In Zeiten des Internets setzen immer mehr Unternehmen auf diesen Absatzmarkt – gerade die Zusammenarbeit mit dem Auktionshaus eBay muss sehr lukrativ sein, um in kurzer Zeit eine Menge Umsatz zu machen. Seit dem 29. Juli 2008 bietet die Deutsche Bahn Fahrkarten innerhalb Deutschlands sowie zu ausgewählten europäischen Zielbahnhöfen an. Beim aktuellen Bahn-Angebot ist eine Hin- und Rückfahrt in der 2. Klasse mit ICE oder IC/EC zur Zeit für 66 EUR zum Sofort-Kauf zu haben, eine Familien-Karte mit 4 Einzelfahrscheinen für 111 EUR – ein lukratives Angebot, wenn man ansonsten einmal die Preisen der Deutschen Bahn AG betrachtet.

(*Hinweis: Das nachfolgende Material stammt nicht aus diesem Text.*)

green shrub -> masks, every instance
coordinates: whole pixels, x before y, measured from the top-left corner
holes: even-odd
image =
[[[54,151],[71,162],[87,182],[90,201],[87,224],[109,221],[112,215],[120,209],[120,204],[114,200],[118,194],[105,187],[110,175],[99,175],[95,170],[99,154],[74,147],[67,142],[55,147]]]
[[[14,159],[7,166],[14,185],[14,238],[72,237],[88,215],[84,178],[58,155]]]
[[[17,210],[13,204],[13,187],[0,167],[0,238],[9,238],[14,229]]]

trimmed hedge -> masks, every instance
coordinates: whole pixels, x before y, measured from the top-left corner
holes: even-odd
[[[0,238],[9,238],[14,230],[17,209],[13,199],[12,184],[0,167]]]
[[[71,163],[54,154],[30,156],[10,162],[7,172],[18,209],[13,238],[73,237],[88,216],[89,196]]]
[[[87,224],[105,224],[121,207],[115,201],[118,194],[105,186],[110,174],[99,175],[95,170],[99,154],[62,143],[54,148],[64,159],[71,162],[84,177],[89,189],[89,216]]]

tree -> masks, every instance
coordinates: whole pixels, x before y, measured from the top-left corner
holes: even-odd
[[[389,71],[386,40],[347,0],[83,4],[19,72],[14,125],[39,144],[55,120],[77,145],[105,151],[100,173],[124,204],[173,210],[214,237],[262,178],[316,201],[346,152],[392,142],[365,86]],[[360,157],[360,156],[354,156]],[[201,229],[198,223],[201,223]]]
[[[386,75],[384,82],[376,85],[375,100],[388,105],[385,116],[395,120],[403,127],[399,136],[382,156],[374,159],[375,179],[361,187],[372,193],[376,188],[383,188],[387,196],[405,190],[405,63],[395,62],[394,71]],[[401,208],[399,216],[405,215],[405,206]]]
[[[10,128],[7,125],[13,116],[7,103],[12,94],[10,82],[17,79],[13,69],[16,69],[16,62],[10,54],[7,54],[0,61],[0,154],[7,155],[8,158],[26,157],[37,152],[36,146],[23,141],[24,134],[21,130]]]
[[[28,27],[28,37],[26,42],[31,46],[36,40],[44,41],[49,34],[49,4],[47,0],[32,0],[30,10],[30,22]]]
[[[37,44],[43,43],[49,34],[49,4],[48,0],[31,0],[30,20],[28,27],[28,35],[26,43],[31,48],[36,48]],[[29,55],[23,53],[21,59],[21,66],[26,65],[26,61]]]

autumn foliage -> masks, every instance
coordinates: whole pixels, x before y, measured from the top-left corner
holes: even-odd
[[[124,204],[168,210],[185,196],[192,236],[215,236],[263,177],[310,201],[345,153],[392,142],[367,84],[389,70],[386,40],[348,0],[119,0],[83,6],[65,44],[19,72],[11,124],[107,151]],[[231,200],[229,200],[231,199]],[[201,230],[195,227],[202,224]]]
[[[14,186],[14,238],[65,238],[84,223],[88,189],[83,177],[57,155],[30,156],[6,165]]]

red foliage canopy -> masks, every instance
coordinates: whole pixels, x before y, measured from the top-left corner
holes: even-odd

Nach Aussage der Verantwortlichen bei der Deutschen Bahn AG sollen 90% der Tickets via Sofort-Kaufen angeboten werden, 10% als Auktion mit Startpreis von einem Euro starten. Die vermeintlich image-fördernde Kundenaktion schlug bei einigen Nutzern jedoch scheinbar schnell um – bei Redaktionsschluss hatte das für den Ticket-Verkauf eigens eingerichtete eBay-Mitglied gerade einmal 73% positive Bewertung.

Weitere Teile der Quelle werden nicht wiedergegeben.